If you can measure building services, you can manage them.  Is there waste?  You bet.  Both sides of each service transaction have high administrative overhead to deal with the paperwork generated by each service intervention.   Field service technicians often arrive on site lacking even basic information about what they are asked to troubleshoot.   Facilities staff spend an inordinate amount of time trying to discover if invoiced work was ever done.    Digitizing service transactions allow facilities operators to shed their own administrative costs while digitally monitoring more cost-effective vendors armed with their own efficient processes.
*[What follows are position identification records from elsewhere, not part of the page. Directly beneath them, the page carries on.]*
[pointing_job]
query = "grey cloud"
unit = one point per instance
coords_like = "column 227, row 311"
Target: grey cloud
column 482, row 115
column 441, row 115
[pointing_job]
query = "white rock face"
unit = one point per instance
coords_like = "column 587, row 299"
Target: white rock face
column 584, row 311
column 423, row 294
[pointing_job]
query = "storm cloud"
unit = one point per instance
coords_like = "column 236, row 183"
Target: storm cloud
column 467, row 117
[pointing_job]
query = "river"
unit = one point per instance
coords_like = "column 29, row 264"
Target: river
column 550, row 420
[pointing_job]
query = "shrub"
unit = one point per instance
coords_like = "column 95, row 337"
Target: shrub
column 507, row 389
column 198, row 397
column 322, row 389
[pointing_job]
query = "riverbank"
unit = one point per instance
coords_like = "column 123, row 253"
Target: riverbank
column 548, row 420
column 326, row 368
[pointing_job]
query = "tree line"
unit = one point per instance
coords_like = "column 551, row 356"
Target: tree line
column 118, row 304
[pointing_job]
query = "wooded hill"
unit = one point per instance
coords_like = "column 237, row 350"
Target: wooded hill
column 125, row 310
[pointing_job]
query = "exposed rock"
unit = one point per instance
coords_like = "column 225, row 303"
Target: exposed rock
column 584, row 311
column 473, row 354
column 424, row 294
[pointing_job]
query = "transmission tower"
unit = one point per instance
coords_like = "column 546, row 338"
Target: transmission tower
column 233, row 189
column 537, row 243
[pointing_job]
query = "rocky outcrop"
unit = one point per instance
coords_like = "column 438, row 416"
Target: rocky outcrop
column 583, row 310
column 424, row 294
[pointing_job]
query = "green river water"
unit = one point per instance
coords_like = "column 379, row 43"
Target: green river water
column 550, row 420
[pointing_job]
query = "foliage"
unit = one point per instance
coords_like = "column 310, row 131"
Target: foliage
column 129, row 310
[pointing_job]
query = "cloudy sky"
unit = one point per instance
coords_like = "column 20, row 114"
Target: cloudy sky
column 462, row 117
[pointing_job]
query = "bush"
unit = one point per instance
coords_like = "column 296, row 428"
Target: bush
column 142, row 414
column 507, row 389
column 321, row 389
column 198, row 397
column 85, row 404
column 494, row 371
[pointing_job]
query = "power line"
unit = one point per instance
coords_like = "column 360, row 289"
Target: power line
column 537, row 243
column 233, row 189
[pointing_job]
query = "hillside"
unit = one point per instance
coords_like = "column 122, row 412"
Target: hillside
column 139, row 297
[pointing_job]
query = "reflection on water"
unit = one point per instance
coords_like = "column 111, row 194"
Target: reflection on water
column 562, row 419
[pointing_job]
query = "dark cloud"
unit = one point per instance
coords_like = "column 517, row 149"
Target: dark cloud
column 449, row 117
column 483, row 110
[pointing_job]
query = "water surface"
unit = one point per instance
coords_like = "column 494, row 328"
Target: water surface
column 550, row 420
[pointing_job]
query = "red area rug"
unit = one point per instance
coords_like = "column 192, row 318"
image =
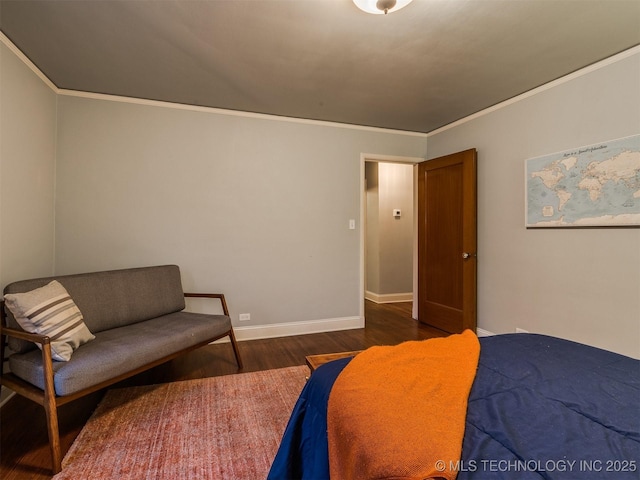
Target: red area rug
column 225, row 427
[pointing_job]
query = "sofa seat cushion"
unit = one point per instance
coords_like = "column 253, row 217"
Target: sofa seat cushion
column 120, row 350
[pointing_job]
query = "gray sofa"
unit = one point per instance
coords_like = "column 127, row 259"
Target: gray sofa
column 137, row 317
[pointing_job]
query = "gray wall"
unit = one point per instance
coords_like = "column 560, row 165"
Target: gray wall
column 256, row 208
column 581, row 284
column 27, row 171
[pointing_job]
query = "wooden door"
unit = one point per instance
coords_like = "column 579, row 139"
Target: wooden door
column 447, row 239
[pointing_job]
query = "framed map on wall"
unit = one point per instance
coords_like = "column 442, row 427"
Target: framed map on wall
column 592, row 186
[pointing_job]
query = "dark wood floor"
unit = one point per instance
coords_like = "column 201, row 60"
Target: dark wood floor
column 24, row 450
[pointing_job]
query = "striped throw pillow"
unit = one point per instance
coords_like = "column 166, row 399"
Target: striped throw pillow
column 50, row 311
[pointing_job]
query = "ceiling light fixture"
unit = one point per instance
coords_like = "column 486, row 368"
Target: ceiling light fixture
column 381, row 6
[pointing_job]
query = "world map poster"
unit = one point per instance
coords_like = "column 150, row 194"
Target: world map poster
column 593, row 186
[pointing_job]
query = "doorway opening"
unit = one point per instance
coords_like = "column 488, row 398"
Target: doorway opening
column 388, row 249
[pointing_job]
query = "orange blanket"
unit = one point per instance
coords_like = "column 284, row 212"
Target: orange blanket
column 399, row 412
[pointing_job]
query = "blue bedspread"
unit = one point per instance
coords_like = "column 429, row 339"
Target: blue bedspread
column 540, row 408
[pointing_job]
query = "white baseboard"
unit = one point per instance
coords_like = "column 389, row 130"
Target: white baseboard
column 274, row 330
column 481, row 332
column 388, row 297
column 5, row 395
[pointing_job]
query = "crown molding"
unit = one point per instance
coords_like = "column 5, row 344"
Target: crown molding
column 179, row 106
column 18, row 53
column 542, row 88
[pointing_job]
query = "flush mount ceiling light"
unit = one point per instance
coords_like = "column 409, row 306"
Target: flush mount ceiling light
column 381, row 6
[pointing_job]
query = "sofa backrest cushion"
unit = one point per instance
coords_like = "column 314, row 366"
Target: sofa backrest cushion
column 114, row 298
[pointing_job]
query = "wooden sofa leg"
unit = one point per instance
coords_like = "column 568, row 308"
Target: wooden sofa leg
column 236, row 351
column 51, row 408
column 54, row 437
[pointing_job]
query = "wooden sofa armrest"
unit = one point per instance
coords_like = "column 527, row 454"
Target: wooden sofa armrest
column 219, row 296
column 22, row 335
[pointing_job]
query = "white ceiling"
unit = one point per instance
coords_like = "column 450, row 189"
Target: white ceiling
column 425, row 66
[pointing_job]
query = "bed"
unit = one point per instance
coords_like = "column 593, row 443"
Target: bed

It’s actually easier to start with transformation of business processes than “connecting” each building.   With process improvement there is no hardware to engineer, install or maintain.   You simply need to subscribe to a “digital building” in the cloud, and require that your service providers provide their services-as-data, using the mobile apps provided by our platform.  You simply invite them to the buildings they service on your behalf.    Digital building subscriptions are available for as little as $300 per year.

How much opportunity for cost reduction is hiding in plain sight, across your CRE portfolio?  BuiltSpace will help you find it.

Wishing you a very healthy and prosperous year ahead.

Rick@builtspace.com

About my $400 billion estimate

I estimate overall efficiency improvements of 30-40 percent will be possible when all building service processes are digitized, with each service intervention delivered as data in real-time, and data shared via a common “digital building” repository.

I’ve used IFMA’s global outsourced facilities estimate of $1.12 trillion, (but that clearly underestimates the full cost of operating facilities as it doesn’t include the administrative and management costs for the real estate owner, only the outsourced costs).   Based on this estimate, a 35% savings in operating costs, globally, could provide $400 billion in annual savings to commercial/corporate real estate operators.